But supervisors also have their own opinion about how many hours each route should take. The machines that pre-sort the mail automatically generate statistics about how much mail is going to each route. Those stats are then sent to supervisors each morning. Then, supervisors literally measure each route’s unsorted mail with a yardstick. After plugging that number into the same software, the computer generates a final estimate for how long the mail should take to deliver.

Often, Sponsler says, the carrier’s estimate will be very different from the computer’s. For one, neither the computer programs nor measuring mail by the yard captures the most important factors about how long it takes to deliver mail. For example, what’s the weather like? Are there mailers going to every business along the route? Every residential address? Is there road construction along the route?

And the computer’s estimate is based on the regular inspection every route gets, where a postal supervisor will literally time with a stopwatch every move the carrier makes to determine how long that route “should” take. This estimate then becomes the baseline for that carrier’s route estimates until the next inspection is done. But, for various reasons, that inspection may not be representative of the route year-round.

These two estimates for how long the day’s mail will take to deliver is, as Sponsler put it, “the first thing that would cause tension” every day.

The tension is heightened because these estimates, multiplied by the thousands upon thousands of mail routes around the country are, in many ways, the main metric for how the modern post office functions. Supervisors are not given budgets in terms of dollars but in terms of work-hours. The more hours carriers say they’ll need to finish their routes, the harder it gets for supervisors to meet their work-hour budgets, which will get them in trouble with their bosses.

The same goes for supervisors overseeing workers who don’t deliver mail, such as mail handlers and other workers in processing facilities. In fact, for them it can be even worse, because they never leave the facility and are therefore constantly watched by their bosses. Throughout the JSOV grievances reviewed by Motherboard, workers report supervisors timing their bathroom breaks with stopwatches, looming over them so the workers can “feel their presence” while they work, or filing official warnings if they’re too slow on a machine by a matter of seconds.  

When carriers, union stewards, and post office managers talk about “making the numbers,” they’re talking about these numbers, the work-hour budgets.
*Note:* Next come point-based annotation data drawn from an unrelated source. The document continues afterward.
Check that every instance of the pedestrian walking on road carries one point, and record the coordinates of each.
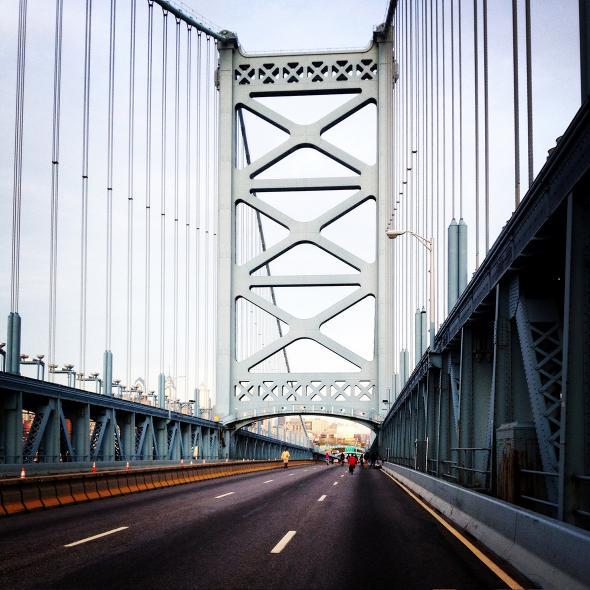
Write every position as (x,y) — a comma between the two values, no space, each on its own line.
(285,457)
(373,458)
(351,463)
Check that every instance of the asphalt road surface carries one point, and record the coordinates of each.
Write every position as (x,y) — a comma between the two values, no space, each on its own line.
(302,528)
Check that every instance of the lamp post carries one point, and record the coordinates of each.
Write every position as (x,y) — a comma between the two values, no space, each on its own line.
(429,245)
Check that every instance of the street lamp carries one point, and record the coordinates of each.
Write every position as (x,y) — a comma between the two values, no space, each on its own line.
(429,245)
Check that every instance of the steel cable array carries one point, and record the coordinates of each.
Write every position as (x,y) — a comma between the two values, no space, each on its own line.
(436,123)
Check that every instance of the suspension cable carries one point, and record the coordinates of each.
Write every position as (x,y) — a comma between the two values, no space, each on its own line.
(460,112)
(187,255)
(109,252)
(486,126)
(198,221)
(84,221)
(215,215)
(176,169)
(516,103)
(453,174)
(529,89)
(163,188)
(476,93)
(130,187)
(444,157)
(148,193)
(206,217)
(18,156)
(244,139)
(55,181)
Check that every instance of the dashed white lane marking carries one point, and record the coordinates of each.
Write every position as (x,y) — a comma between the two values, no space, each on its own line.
(224,495)
(122,528)
(283,542)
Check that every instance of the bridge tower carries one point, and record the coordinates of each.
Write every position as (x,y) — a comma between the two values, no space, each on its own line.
(244,391)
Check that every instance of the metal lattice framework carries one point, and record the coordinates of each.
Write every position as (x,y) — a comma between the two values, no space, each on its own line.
(366,76)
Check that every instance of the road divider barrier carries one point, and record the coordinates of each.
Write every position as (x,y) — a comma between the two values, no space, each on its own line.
(29,494)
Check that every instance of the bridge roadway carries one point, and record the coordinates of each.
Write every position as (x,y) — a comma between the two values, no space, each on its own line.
(366,533)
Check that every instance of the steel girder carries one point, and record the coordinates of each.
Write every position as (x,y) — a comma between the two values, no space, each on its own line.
(74,426)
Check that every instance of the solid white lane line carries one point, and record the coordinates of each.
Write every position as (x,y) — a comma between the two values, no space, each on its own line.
(283,542)
(122,528)
(224,495)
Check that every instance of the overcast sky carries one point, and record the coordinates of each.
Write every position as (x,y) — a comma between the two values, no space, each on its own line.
(261,26)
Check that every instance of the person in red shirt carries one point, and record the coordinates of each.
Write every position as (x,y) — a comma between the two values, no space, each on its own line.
(351,463)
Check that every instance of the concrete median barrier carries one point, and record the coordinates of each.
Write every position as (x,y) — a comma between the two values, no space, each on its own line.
(50,491)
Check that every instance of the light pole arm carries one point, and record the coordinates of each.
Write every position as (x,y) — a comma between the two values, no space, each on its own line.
(426,243)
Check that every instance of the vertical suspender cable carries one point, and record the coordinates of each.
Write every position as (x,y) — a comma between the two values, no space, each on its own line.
(486,126)
(529,89)
(12,360)
(460,111)
(84,221)
(197,272)
(55,181)
(260,229)
(453,140)
(176,163)
(438,164)
(109,252)
(163,192)
(187,215)
(411,180)
(476,89)
(516,105)
(148,192)
(425,128)
(18,156)
(215,214)
(130,187)
(206,216)
(444,158)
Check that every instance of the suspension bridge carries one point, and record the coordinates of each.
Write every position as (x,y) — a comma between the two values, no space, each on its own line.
(205,240)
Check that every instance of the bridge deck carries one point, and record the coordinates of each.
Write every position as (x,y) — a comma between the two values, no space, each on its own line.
(365,533)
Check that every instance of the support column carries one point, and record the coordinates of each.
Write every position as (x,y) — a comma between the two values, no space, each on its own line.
(453,264)
(13,343)
(127,426)
(462,257)
(11,427)
(81,433)
(107,372)
(574,457)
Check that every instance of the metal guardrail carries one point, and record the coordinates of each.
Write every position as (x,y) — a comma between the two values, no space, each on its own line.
(29,494)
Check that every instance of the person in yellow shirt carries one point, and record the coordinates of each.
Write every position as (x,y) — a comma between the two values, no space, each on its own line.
(285,457)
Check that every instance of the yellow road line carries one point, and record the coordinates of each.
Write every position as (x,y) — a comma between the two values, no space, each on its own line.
(508,580)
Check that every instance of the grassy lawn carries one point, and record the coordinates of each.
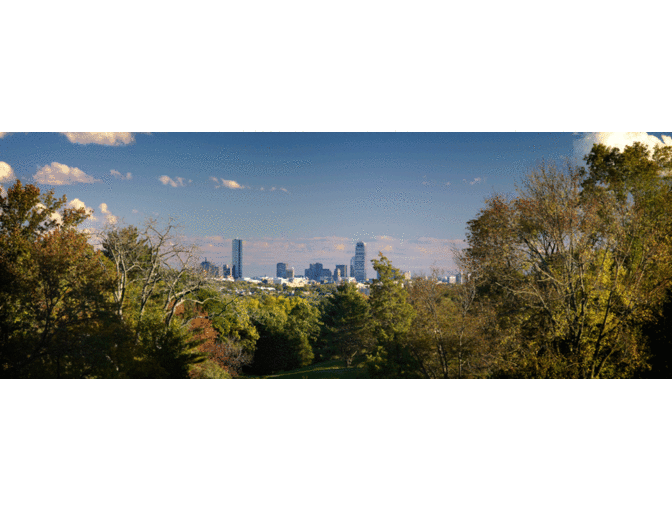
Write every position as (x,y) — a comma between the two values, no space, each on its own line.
(334,369)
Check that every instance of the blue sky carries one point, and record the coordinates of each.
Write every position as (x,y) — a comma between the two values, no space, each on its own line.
(295,197)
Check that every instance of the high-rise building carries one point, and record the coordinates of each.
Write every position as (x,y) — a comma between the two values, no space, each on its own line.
(360,262)
(237,256)
(343,269)
(209,268)
(281,270)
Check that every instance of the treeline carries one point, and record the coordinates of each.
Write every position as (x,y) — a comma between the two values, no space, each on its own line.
(569,278)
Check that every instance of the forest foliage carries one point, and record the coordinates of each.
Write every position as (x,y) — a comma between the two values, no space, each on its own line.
(570,277)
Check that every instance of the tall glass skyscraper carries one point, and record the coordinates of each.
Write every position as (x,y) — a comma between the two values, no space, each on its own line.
(237,256)
(360,262)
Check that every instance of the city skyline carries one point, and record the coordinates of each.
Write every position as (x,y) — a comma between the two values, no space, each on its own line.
(300,198)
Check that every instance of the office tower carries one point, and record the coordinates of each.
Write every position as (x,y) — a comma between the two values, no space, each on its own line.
(237,256)
(209,268)
(360,262)
(315,271)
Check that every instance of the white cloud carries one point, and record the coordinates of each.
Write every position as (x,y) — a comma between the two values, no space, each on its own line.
(620,140)
(477,180)
(76,203)
(54,216)
(178,182)
(6,172)
(109,217)
(119,175)
(231,184)
(58,174)
(101,138)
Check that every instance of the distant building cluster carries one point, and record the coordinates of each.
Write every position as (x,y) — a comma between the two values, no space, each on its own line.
(315,272)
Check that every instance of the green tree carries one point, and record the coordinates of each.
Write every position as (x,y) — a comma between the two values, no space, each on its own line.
(572,269)
(286,327)
(347,322)
(56,316)
(392,316)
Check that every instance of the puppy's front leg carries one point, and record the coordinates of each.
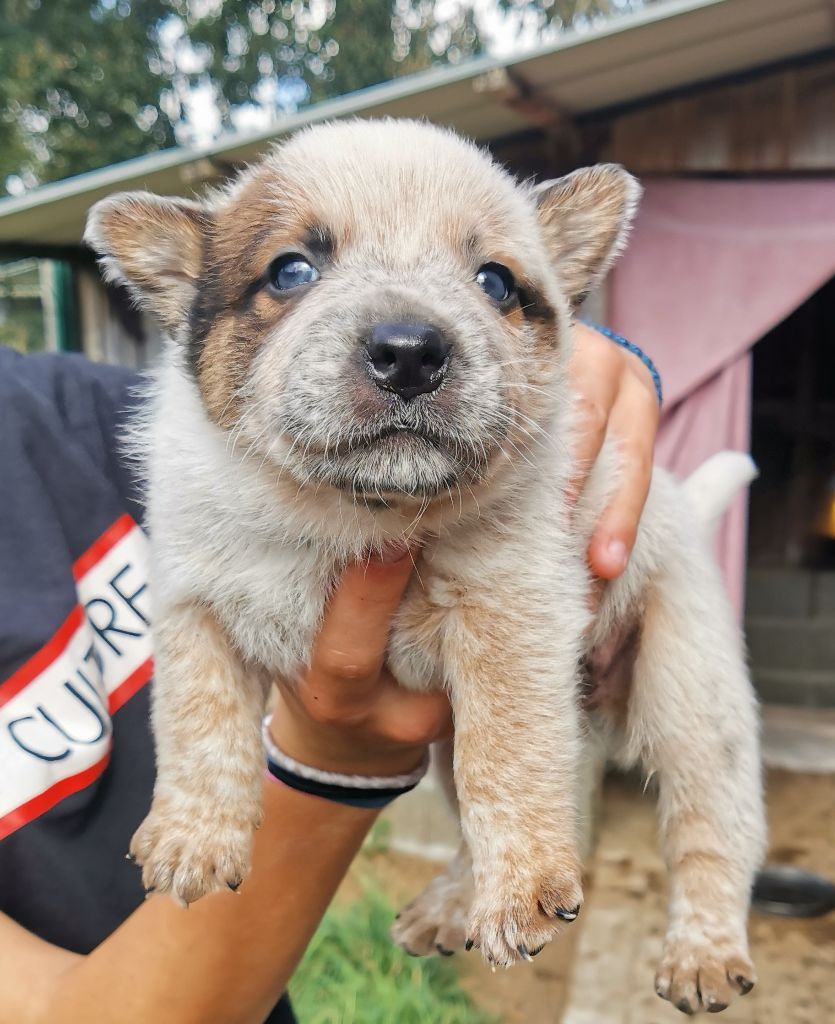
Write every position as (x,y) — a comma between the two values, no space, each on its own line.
(511,668)
(206,712)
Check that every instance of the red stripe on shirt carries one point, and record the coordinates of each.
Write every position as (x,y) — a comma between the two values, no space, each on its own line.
(44,801)
(51,650)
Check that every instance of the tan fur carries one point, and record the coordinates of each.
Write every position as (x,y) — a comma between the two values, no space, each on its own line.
(274,459)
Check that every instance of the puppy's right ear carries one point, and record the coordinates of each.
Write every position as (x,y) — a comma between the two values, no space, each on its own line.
(154,246)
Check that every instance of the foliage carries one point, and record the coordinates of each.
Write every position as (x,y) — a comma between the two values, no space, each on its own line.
(91,83)
(94,82)
(353,974)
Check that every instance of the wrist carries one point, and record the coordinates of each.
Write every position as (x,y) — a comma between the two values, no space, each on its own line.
(365,792)
(329,750)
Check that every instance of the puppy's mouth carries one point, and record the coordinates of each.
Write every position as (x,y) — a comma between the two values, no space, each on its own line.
(393,461)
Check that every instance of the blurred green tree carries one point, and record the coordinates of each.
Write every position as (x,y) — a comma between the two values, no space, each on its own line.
(90,83)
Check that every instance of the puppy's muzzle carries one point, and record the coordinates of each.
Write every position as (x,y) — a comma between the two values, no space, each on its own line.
(408,358)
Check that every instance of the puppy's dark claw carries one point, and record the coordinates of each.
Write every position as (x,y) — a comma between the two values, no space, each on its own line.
(568,914)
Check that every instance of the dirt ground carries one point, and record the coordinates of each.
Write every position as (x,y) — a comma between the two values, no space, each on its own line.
(600,972)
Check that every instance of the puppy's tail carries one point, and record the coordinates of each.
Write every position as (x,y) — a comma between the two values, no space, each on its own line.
(712,486)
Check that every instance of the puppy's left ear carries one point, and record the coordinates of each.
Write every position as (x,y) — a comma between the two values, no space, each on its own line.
(154,246)
(585,218)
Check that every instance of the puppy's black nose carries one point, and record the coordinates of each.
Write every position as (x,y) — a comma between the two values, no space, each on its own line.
(407,358)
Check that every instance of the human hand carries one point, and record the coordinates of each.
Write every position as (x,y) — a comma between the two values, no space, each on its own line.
(617,397)
(346,713)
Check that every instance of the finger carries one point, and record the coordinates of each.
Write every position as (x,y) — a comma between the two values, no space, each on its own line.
(353,636)
(633,424)
(405,718)
(595,379)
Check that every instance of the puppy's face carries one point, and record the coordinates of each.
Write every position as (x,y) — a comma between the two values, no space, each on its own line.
(376,306)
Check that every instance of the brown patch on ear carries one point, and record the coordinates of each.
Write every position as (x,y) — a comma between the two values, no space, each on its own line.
(584,218)
(153,245)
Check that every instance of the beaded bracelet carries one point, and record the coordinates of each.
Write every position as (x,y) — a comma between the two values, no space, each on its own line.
(356,791)
(633,348)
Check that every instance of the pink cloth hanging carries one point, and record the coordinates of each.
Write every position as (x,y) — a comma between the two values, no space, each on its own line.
(711,267)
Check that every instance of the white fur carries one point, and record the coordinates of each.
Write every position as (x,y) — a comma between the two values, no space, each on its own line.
(250,535)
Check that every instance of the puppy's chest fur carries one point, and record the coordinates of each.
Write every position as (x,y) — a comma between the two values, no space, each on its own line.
(264,559)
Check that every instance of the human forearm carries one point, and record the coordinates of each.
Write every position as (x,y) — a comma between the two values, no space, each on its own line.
(228,956)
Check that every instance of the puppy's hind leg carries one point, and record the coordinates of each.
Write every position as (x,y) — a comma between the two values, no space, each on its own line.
(692,719)
(436,921)
(207,798)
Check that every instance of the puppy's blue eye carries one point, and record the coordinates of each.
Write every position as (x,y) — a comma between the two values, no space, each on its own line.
(291,270)
(496,281)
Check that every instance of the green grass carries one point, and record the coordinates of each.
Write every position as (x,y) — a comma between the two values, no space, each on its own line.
(353,974)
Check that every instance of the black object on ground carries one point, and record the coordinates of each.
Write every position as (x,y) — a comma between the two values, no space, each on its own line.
(790,892)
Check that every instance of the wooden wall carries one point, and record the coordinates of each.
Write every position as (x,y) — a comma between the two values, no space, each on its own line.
(773,122)
(783,122)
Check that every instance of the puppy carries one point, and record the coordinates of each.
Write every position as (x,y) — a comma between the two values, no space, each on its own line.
(370,332)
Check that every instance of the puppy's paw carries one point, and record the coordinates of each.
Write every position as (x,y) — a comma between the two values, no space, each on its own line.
(512,921)
(189,855)
(701,975)
(436,921)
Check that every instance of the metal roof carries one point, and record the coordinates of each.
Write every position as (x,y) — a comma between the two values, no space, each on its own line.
(667,46)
And they’re also talking about the increasingly unreasonable requirements postal management puts on supervisors and postal workers alike, bringing mail to more and more delivery points every year with fewer and fewer workers, relying more and more on overtime that management consistently wants to slash. Talking to postal workers, an analogy that often comes up is that working for the post office feels like working in a pressure cooker. Everyone is being squeezed.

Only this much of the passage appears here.